REVIEW: Flight of the Night Hawks by Raymond E Feist

Flight of the Night Hawks (Darkwar #1) – Raymond E Feist
HarperCollins Voyager, 2005
420 pages
RRP: AU$45 (hbk), AU$32.95 (tpbk), AU$21.95 (pbk)
ISBN: 0-00-713374-x

Reviewed by Sarah Parker

Originally, I was drawn into this novel by the two characters in the opening chapter. It’s been a while since I visited the Kelewan/Midkemia books. I still think Magician is one of the best fantasy novels ever written, a quintessential read which has all the best elements of fantasy put together in a way that kept me entranced for all 800 plus pages. Flight of the Night Hawks, however is not Magician. I found that this novel told me more about my own expectations and experiences than it did about engaging me into a story.

I enjoyed parts of this novel. I enjoyed the easy reading style and somewhat easy thinking story, but also found myself quite frustrated with jumps between characters and stories. The novel opens with two young men and their mother who have a simple and hard life, and their brush with the magicians at Stardock. I liked this part of the story, and found myself reading on in the hope that there would be more. I was particularly interested in Feist’s writing of the boys’ mother.
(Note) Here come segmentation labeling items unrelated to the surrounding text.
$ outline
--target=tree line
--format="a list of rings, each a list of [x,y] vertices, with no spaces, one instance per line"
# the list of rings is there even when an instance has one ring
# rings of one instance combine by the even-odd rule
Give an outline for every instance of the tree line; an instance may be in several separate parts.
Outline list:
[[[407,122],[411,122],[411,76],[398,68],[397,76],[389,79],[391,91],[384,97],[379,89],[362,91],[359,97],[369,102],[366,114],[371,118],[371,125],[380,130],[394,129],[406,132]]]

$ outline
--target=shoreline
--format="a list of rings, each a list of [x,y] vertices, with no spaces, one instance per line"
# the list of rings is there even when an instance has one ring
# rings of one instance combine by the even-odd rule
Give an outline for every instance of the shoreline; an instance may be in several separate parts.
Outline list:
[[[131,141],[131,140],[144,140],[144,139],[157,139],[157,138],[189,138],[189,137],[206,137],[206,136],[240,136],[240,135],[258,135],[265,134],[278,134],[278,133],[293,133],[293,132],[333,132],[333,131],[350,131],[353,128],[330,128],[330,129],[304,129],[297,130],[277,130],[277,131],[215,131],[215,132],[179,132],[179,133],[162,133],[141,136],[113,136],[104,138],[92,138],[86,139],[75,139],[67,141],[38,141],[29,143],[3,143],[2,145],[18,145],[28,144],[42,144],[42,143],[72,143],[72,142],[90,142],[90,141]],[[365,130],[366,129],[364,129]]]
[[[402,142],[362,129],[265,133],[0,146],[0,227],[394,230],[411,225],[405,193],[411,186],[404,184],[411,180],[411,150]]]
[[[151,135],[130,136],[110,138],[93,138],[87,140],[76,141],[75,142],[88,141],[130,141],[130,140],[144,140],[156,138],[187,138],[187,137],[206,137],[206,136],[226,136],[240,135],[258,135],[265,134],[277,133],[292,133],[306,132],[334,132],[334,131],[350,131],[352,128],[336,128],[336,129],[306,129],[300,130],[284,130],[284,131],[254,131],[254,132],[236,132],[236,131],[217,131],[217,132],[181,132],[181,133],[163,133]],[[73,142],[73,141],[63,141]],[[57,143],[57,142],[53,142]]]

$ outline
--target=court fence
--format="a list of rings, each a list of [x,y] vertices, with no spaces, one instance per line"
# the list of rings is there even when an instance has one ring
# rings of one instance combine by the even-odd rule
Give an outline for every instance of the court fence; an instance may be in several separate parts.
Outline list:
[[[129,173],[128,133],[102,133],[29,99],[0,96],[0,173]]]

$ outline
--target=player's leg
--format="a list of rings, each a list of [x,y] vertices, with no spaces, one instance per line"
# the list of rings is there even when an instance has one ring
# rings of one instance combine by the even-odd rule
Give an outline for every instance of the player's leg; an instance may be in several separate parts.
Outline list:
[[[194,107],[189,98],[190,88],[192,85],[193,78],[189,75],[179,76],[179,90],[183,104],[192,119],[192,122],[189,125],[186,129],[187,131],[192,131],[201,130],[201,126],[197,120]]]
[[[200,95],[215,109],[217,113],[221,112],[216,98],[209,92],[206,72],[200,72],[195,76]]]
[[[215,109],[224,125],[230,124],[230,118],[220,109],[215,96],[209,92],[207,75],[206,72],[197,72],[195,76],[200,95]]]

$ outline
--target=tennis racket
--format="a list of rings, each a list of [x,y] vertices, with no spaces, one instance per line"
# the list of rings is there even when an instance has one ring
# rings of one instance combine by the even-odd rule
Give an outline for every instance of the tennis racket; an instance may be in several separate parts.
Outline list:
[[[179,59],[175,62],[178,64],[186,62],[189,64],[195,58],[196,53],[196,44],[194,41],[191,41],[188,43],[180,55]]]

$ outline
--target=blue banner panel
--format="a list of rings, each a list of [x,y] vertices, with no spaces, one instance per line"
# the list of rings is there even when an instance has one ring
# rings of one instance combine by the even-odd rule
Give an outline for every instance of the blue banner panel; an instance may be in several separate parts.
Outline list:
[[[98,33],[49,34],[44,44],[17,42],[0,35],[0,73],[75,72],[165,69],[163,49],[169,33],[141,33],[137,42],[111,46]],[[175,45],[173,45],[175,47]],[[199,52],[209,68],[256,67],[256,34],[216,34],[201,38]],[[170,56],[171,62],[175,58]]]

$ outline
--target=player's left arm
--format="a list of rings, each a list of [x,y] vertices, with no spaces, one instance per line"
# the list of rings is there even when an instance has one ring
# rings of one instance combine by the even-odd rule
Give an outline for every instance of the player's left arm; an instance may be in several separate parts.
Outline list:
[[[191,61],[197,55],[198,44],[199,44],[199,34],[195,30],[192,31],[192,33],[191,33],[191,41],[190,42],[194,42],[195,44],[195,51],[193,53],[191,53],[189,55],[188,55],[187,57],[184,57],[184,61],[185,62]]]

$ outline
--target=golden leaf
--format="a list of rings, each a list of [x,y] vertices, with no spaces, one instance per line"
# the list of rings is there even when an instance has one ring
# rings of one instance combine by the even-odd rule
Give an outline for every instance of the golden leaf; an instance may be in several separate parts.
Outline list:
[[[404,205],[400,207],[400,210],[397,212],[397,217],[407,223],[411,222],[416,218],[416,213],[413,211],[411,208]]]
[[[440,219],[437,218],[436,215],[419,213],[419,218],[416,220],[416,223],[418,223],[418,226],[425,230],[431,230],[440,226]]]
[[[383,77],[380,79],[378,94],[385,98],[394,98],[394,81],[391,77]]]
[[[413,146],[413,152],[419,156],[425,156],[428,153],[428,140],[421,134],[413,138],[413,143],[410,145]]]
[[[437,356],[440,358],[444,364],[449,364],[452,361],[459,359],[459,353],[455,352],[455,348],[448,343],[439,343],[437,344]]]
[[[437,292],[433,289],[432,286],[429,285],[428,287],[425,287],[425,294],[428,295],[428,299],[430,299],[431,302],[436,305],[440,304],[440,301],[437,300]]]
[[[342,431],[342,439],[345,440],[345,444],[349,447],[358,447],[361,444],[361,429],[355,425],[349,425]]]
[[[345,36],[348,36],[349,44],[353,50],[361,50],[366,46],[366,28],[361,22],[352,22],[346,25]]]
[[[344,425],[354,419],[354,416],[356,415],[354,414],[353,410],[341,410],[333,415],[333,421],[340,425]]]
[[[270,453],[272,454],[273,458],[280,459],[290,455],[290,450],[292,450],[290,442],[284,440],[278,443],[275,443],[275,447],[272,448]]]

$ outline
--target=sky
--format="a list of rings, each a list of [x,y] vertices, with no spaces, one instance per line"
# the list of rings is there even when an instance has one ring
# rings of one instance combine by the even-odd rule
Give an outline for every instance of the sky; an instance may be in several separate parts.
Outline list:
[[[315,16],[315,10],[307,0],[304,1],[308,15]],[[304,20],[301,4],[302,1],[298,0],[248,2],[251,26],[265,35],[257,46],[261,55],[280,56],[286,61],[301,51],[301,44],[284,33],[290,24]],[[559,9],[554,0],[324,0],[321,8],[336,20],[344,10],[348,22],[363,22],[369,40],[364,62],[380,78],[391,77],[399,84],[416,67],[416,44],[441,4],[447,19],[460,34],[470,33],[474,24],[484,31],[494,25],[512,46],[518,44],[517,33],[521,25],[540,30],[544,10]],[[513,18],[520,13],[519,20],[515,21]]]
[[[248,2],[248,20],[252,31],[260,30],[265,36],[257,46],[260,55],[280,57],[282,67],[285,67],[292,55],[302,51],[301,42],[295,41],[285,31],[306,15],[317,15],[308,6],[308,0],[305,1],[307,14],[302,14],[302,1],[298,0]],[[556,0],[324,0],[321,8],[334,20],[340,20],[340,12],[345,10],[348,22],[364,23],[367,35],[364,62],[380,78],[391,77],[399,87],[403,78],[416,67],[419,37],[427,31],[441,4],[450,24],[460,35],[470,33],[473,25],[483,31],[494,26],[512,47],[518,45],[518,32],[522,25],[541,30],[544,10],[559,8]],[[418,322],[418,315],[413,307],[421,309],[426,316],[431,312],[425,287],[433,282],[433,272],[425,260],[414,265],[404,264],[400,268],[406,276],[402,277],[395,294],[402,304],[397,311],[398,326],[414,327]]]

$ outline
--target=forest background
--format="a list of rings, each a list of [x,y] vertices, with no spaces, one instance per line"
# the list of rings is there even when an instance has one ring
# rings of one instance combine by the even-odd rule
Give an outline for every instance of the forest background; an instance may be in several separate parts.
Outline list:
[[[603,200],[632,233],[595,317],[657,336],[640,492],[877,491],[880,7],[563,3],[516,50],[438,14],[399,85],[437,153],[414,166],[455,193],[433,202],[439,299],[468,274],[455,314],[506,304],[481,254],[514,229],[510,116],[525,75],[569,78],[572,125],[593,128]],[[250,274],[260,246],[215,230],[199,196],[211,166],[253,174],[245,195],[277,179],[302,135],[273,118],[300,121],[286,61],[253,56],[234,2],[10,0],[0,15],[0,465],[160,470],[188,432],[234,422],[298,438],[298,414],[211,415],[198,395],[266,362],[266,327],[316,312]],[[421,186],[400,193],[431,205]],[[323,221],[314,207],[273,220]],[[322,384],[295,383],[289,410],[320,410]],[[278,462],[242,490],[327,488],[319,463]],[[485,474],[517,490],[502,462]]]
However, she disappears rapidly, and throughout the rest of the novel I was held in hope that Feist would get beyond the mother/whore dichotomy, and in small, small ways he did. Our female character was allowed to feel for her sons, be intelligent, and be articulate even though poverty stricken.

I’m tired of the boys’ own adventure novels. Flight of the Night Hawks is pure male fantasy wank with very little that is new or interesting. The interesting characters at the beginning get ignored for old favourites from previous books, and there is so much drawn from previous novels that I was continuously thrown out of the story line and left wondering “Why is that important to this story? What is happening with this story again? Why would I care about that?”

If you’re a big follower of the Magicians of Stardock, then you might find some value of this novel, but I found that the story was all foreshadowing for the next book. I also discovered that I no longer have the patience to care about what happens in the next book until I have the next book in my hand… and so I found this novel lost points for me for wasting yet more of my time.

So, good points were: easy reading ability, some likeable characters, and not too many pages. Bad points include cardboard cutout female characters, too many characters in the novel, more foreshadowing than storyline, and a bunch of references to other novels that quite simply bored me.